Namandjé Bumpus, the Food and Drug Administration’s second-in-command, will depart the regulator at the end of the year, according to an email FDA Commissioner Robert Califf sent to agency staff on Tuesday.
Bumpus has served as principal deputy commissioner since February 2024, when she succeeded longtime agency leader Janet Woodcock. Previously, Bumpus was the FDA’s chief scientist.
In his email, Califf credited Bumpus with helping to plan and manage the FDA’s recent reorganization, which he described as the largest in the agency’s history. Bumpus also led efforts to modernize the FDA’s laboratories and expanded the role of the chief scientist’s office, Califf said.
“Since Dr. Bumpus arrived at the FDA and assumed the role of Chief Scientist, she has made enormous contributions across the agency and had an extraordinary impact on the growth, effectiveness and overall success of the agency,” Califf wrote in his email.
Bumpus informed Califf of her plans to leave earlier this month. Her departure is at least the second of a high-ranking FDA official to be announced since the election of President Donald Trump. In late November, Doug Throckmorton, the agency’s deputy center director for regulatory programs, made public plans to retire in early January.
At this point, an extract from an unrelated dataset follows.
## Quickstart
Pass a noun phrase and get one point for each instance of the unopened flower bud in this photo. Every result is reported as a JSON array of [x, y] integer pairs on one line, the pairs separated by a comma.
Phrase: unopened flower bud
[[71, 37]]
Prior to joining the FDA, Bumpus was a professor and department chair at the Johns Hopkins University School of Medicine. There, she focused her research on drug metabolism and the effects of medicines on humans and infectious pathogens.
“Being a civil servant, working shoulder-to-shoulder with all of you, has been one of the greatest honors of my life,” Bumpus wrote in an email to staff that followed Califf’s.
Califf made no mention of immediate plans to replace Bumpus in his email. President-elect Trump has nominated Martin Makary, a Johns Hopkins surgeon and author, to replace Califf as FDA head.